Single nucleotide polymorphisms (SNPs) are the main cause for variations in the human genome. DNA lesions, such as cyclobutane pyrimidine dimers (CPDs), [6-4] pyrimidine-pyrimidinones, dewar pyrimidinones, and photo-hydrates, can subsequently lead to mutagenesis, carcinogenesis, and cell death. Much effort has focused on methods for detecting DNA, SNPs, or damaged nucleic acids.

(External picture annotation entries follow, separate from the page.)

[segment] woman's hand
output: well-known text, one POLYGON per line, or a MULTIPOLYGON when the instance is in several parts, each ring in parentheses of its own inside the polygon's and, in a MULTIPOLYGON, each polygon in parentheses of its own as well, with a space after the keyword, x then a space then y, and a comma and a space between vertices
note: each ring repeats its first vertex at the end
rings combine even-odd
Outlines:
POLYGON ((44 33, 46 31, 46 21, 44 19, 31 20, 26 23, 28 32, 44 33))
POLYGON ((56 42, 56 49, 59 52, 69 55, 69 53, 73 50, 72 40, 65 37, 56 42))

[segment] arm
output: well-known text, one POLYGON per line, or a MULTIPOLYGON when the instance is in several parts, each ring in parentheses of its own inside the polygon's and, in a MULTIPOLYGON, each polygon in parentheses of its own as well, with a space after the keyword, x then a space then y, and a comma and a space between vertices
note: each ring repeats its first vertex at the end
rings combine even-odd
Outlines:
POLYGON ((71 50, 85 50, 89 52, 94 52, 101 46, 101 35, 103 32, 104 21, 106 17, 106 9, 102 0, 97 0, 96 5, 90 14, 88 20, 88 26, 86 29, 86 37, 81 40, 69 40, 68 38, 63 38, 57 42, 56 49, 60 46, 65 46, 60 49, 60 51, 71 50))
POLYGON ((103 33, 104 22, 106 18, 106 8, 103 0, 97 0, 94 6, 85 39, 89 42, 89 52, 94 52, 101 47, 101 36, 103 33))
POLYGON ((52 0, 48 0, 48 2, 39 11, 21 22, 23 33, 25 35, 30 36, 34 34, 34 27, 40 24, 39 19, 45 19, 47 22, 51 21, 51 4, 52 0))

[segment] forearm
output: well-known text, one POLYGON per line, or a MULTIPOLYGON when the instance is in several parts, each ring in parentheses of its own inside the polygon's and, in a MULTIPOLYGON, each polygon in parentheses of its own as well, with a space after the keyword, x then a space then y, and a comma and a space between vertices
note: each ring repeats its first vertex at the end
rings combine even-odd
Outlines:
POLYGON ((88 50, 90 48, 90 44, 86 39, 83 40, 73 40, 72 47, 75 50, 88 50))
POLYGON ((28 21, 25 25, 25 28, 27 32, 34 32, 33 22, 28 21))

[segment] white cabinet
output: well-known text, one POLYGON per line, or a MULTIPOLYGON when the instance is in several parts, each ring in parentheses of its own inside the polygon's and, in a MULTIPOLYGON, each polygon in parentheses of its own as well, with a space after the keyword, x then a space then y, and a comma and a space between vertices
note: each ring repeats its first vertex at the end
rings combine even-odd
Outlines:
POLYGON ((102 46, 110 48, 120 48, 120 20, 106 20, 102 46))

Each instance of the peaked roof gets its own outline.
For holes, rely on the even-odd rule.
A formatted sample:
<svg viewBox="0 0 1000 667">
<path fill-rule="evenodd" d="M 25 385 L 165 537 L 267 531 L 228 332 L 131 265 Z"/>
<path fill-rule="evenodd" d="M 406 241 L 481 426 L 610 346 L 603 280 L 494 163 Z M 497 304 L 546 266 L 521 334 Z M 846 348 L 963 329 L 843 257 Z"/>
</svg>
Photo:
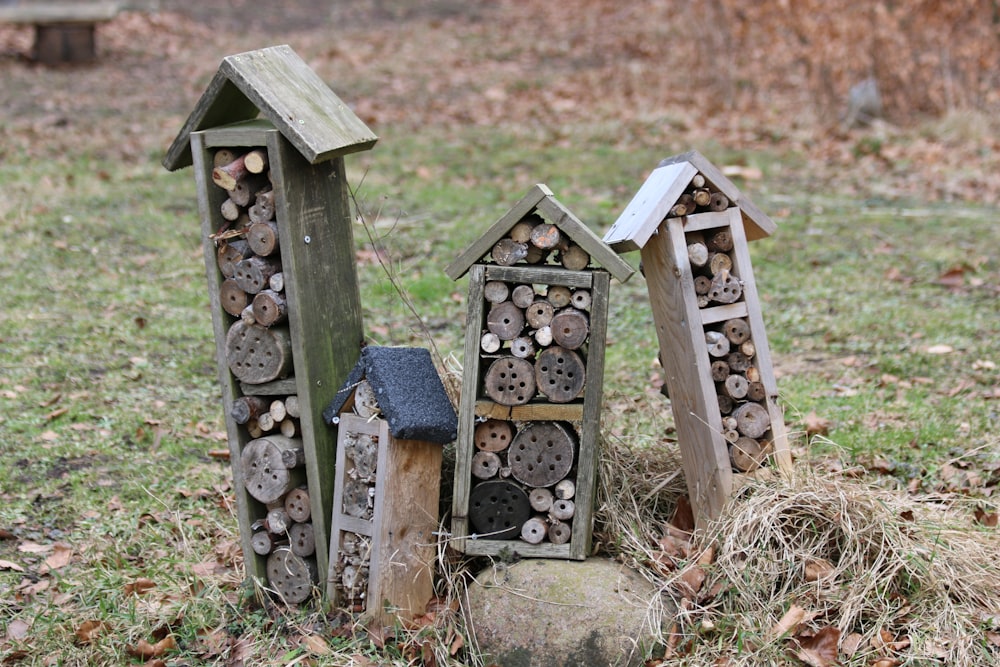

However, almost all of the proposed methods consist of multistep procedures, are limited to specific types of damage, some of these methods require expensive instruments, and some suffer from a high level of interferences. In this paper, we present a novel, simple, mix-and-read assay for the detection of nucleic acids that is general for all types of SNPs and nucleic acid damage. This method uses a chimeric RNA-DNA molecular beacon (chMB). The calibration curve of the chMB for detecting single base mismatch and ultraviolet (UV)-induced DNA damage shows good linearity (R~2 = 0.981 and 0.996, respectively) and limits of detection of 10.4 ± 2.2 and 8.64 ± 1.2 nM, respectively. The chimeric RNA-DNA MB proves to be a more sensitive and selective tool for the quantification of nucleic acids, DNA mismatches, and UV-induced DNA damage than DNA MBs.
机译:单核苷酸多态性(SNP)是人类基因组变异的主要原因。 DNA损伤,例如环丁烷嘧啶二聚体(CPD),[6-4]嘧啶-嘧啶酮,杜瓦嘧啶酮和光合水合物,可随后导致诱变,致癌作用和细胞死亡。许多努力集中在检测DNA,SNP或受损核酸的方法上。但是,几乎所有提议的方法都由多步骤程序组成,仅限于特定类型的损坏,其中一些方法需要昂贵的仪器,而另一些方法则受到严重干扰。在本文中,我们提出了一种新颖,简单,混合阅读的检测核酸的检测方法,该检测方法适用于所有类型的SNP和核酸损伤。此方法使用嵌合RNA-DNA分子信标(chMB)。用于检测单碱基错配和紫外线(UV)诱导的DNA损伤的chMB的校准曲线显示出良好的线性(分别为R〜2 = 0.981和0.996),检出限分别为10.4±2.2和8.64±1.2 nM。与DNA MBs相比,嵌合RNA-DNA MB被证明是用于定量核酸,DNA错配和紫外线诱导的DNA损伤的更灵敏和更具选择性的工具。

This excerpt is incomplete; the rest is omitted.